Saturday, April 13, 2002

Baptist group leaves coalition


Vote takes clergy off boycott list

By Kevin Aldridge, kaldridge@enquirer.com
The Cincinnati Enquirer

        The city's most visible and influential group of African-American clergy says it no longer wants to be listed as a supporter of a boycott against downtown Cincinnati.

Shuttlesworth
Shuttlesworth
        The Baptist Ministers Conference of Cincinnati voted Tuesday to withdraw as a member of the Coalition for a Just Cincinnati, one of the major boycott groups. The clergy group, which represents nearly all Baptist preachers in the region, was one of the most established and politically powerful organizations affiliated with the coalition.

        “The decision is not about being anti-this or anti-that. It's about our group being free to choose our own position and speak for ourselves on issues,” said the Rev. Fred Shuttlesworth, pastor of Greater New Light Baptist Church in Avondale. “I fully support the position of being independent until the group as a whole can decide what to do.”

        The Rev. Mr. Shuttlesworth said there has long been a splintering of personal opinion among the Baptist ministers when it comes to the boycott.

        “Some are for it and some are not,” he said. “Many feel that the hiring of a new city manager and signing of this agreement by the city and Justice Department are big steps forward.”

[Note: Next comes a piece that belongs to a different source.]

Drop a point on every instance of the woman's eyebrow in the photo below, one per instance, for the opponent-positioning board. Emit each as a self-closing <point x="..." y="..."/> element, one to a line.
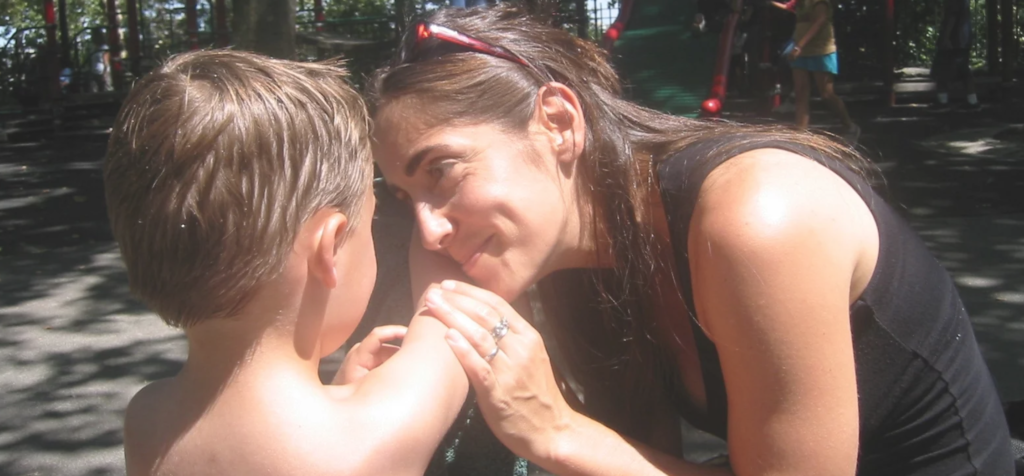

        News of the ministers' withdrawal spread the same day U.S. Attorney General John Ashcroft signed an agreement between the Justice Department and the city of Cincinnati to reform the police department.

        The Rev. Stephen Scott, vice chairman of the coalition and member of the Baptist Ministers Conference, downplayed the significance of the withdrawal. He said the boycott will continue.

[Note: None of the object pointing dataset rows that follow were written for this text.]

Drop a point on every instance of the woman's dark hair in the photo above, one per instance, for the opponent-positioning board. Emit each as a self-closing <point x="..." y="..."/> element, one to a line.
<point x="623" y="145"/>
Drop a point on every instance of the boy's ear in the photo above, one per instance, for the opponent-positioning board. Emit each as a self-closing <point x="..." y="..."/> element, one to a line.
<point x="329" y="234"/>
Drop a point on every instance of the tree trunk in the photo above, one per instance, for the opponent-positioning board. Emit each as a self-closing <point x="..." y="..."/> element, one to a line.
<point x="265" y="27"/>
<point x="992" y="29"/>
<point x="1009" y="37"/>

        “They are not not supporting the boycott,” the Rev. Mr. Scott said. “They merely don't want to be listed as a member of the coalition.

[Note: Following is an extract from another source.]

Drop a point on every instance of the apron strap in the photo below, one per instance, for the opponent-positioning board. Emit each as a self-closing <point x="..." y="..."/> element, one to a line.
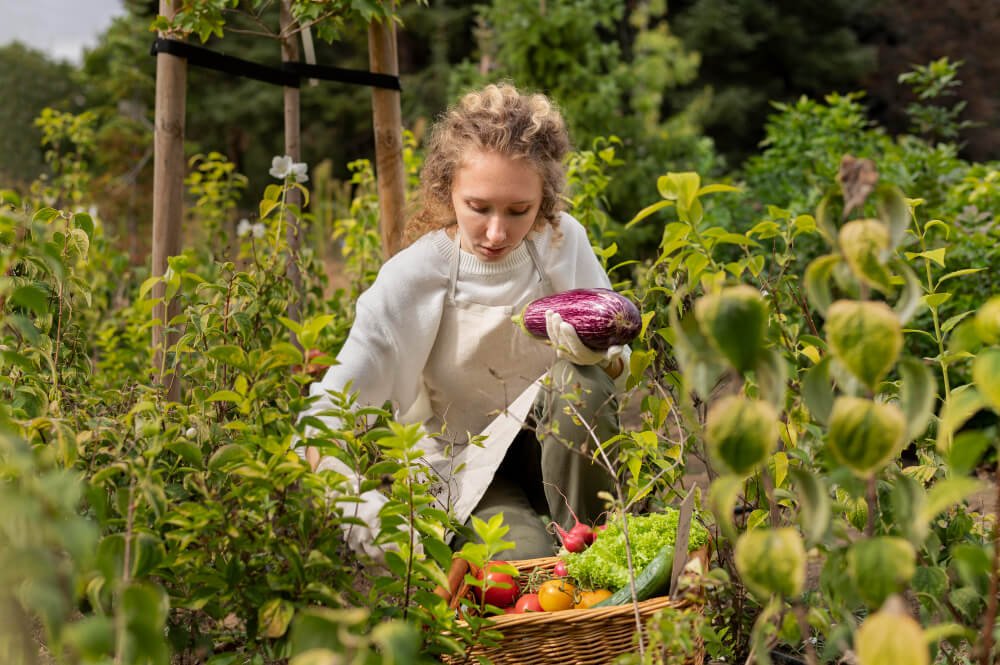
<point x="453" y="273"/>
<point x="456" y="258"/>
<point x="533" y="253"/>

        “I don't have a problem with it at all,” he said of the clergy's decision. “They wanted to be considered their own individual entity and I respect that.”

        The Rev. Mr. Scott said one reason the group pulled out was because it was starting to interact with City Hall more and could even play a role in mediating talks between boycotters and city leaders should they ever take place. The Rev. Mr. Scott said the Baptist Ministers Conference also expressed some concern about becoming involved in potentially costly litigation filed against boycotters.

        The Rev. Calvin Harper, president of the Baptist Ministers Conference, did not return phone calls seeking comment Friday.

        The Baptist Ministers Conference has been involved in civic issues for many years and regularly endorses political candidates and issues. It was among the groups calling for a federal investigation of the choking death of Roger Owensby Jr. during a police arrest and a charter amendment to allow the city to hire its police chief from outside the department.

        Some city leaders said Friday the Baptist Ministers Conference's withdrawal could signal the beginning of the end for the boycott.

        “It won't end the boycott overnight, but it is part of a process that will ultimately help put this thing behind us,” Councilman Pat DeWine said.

        William Kirkland, president of the African-American Cultural Commission, a coalition member, said the Baptist ministers' withdrawal will have virtually no impact on the boycott.

        “I could care less because we aren't calling off the boycott until our demands are met,” Mr. Kirkland said. “If people want to continue to believe the Baptist Ministers Conference is the only legitimate group involved in this boycott, go ahead. But all you have to do is look at how much success the boycott has had with these so-called "illegitimate' groups running it.”